In the strategic Black Sea port city of Odesa, residents prepare to fend off Russian attack
CBC
When the air raid sirens go off in the Black Sea city of Odesa these days, there are those who run for the bomb shelters and those who keep going about their business — although perhaps in a slightly more subdued manner.
A Ukrainian colleague compared it to the early days of the pandemic, when streets emptied with expectations of potential disaster and fear of the unknown.
But after a while, people started to appear on the streets in greater numbers as they adapted to their changed circumstances.
After all, predictions that Odesa's strategic value, as Ukraine's largest Black Sea port and home to its small navy, would make it an early target for the Russians have not come to pass.
Other cities have been bearing the brunt of those early assaults, and so buying Odesa time.
"We understand that while ... Kyiv fights, while Kharkiv fights, while Mykolaiv now fights so bravely, we have this gap to prepare the city," said Inga Kordynovska, a lawyer co-ordinating humanitarian relief from Odesa to front-lines across Ukraine.
The shelves of bars and stalls in the trendy Odesa Food Market are now filled with medicine and warm clothes for front-line soldiers and essential supplies for people trapped by fighting.
Volunteers in high-viz vests pack boxes or tap away at computers in the market's two-tiered gallery, under a giant red dragon left over from happier times and still hanging from the ceiling.
Kordynovska says the horror of what's unfolded in cities like Kherson, Melitopol and especially Mariupol to the east is a powerful motivator and a unifier for Odesans preparing their city for war.

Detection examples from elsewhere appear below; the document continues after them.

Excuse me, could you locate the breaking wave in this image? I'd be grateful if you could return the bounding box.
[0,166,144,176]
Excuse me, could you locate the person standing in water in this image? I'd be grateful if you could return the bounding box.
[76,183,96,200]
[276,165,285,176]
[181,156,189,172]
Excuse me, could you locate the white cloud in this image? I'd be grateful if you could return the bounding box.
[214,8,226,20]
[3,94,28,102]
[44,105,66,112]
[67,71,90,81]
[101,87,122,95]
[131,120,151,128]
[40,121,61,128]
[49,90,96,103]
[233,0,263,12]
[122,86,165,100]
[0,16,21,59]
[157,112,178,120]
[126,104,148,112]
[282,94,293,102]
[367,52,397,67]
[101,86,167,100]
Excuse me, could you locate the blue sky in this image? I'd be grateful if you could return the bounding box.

"We see that every city where Russian soldiers came, everything was destroyed," she said. "And of course even those people who say they are not [into] politics — [that] it doesn't matter for us, Odesa is a separate city — now they understand that, no, you can't be out of this process. You can't say, 'It's not about me.'"

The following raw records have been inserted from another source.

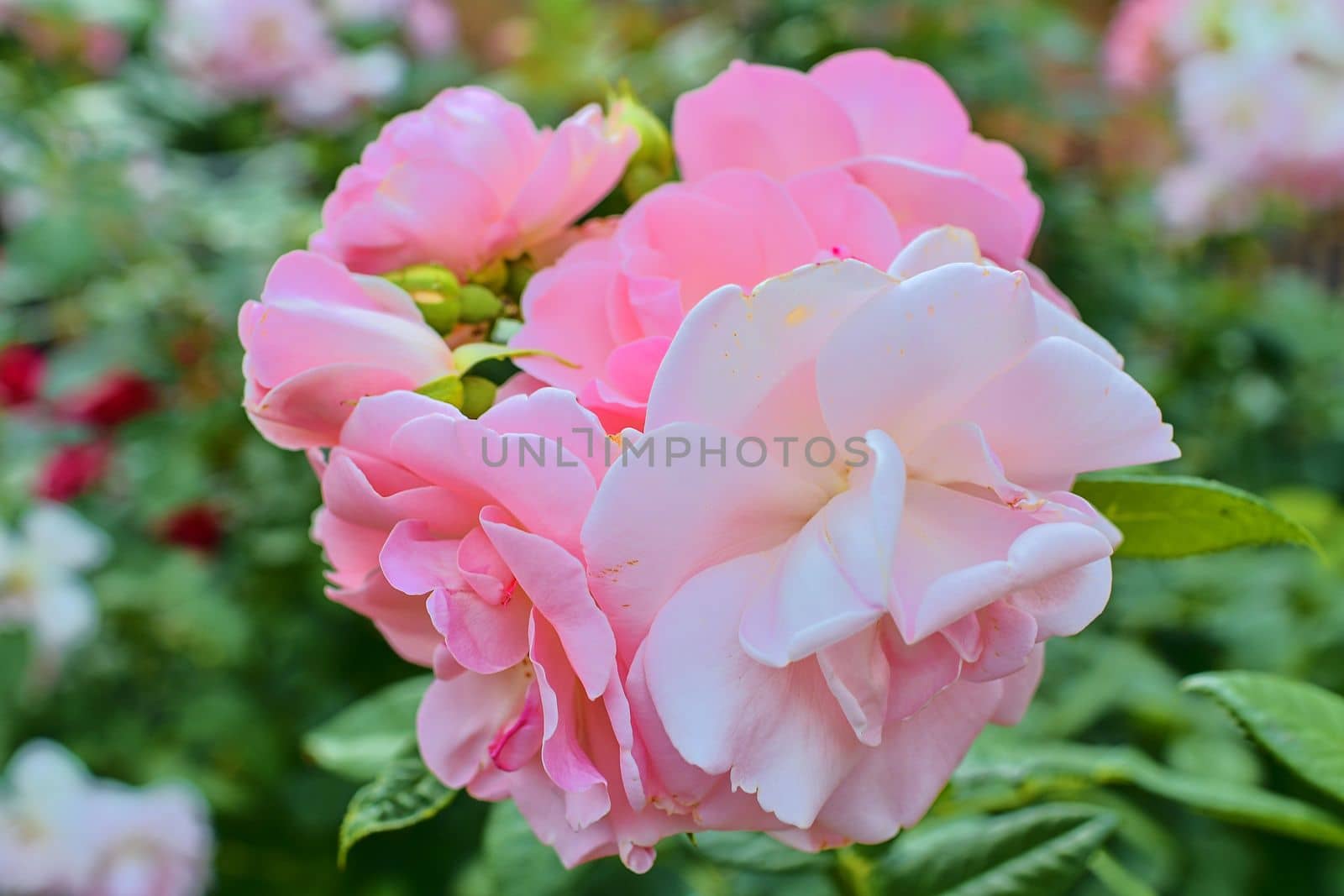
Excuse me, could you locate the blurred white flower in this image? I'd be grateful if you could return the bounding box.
[156,0,334,99]
[0,740,213,896]
[1107,0,1344,237]
[0,740,92,896]
[280,47,406,128]
[0,502,109,679]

Some analysts have suggested the reason Odesa has been spared so far — aside from the strong resistance Russian forces have encountered in cities like Mariupol and Kherson — is because the city, founded by the Russian Tsarina Catherine the Great in 1794, holds special significance for Russian President Vladimir Putin.
Whatever the reason, authorities appear determined not to squander the time. Odesa's elegant downtown core is now a closed military zone dressed for war.
WATCH | People in Odesa, Ukraine, prepare for the possibility of a direct fight with the Russian military:
Metal anti-tank obstacles dot city streets, some so big they dwarf passersby, who appear from afar like tiny pieces caught in a giant's board game.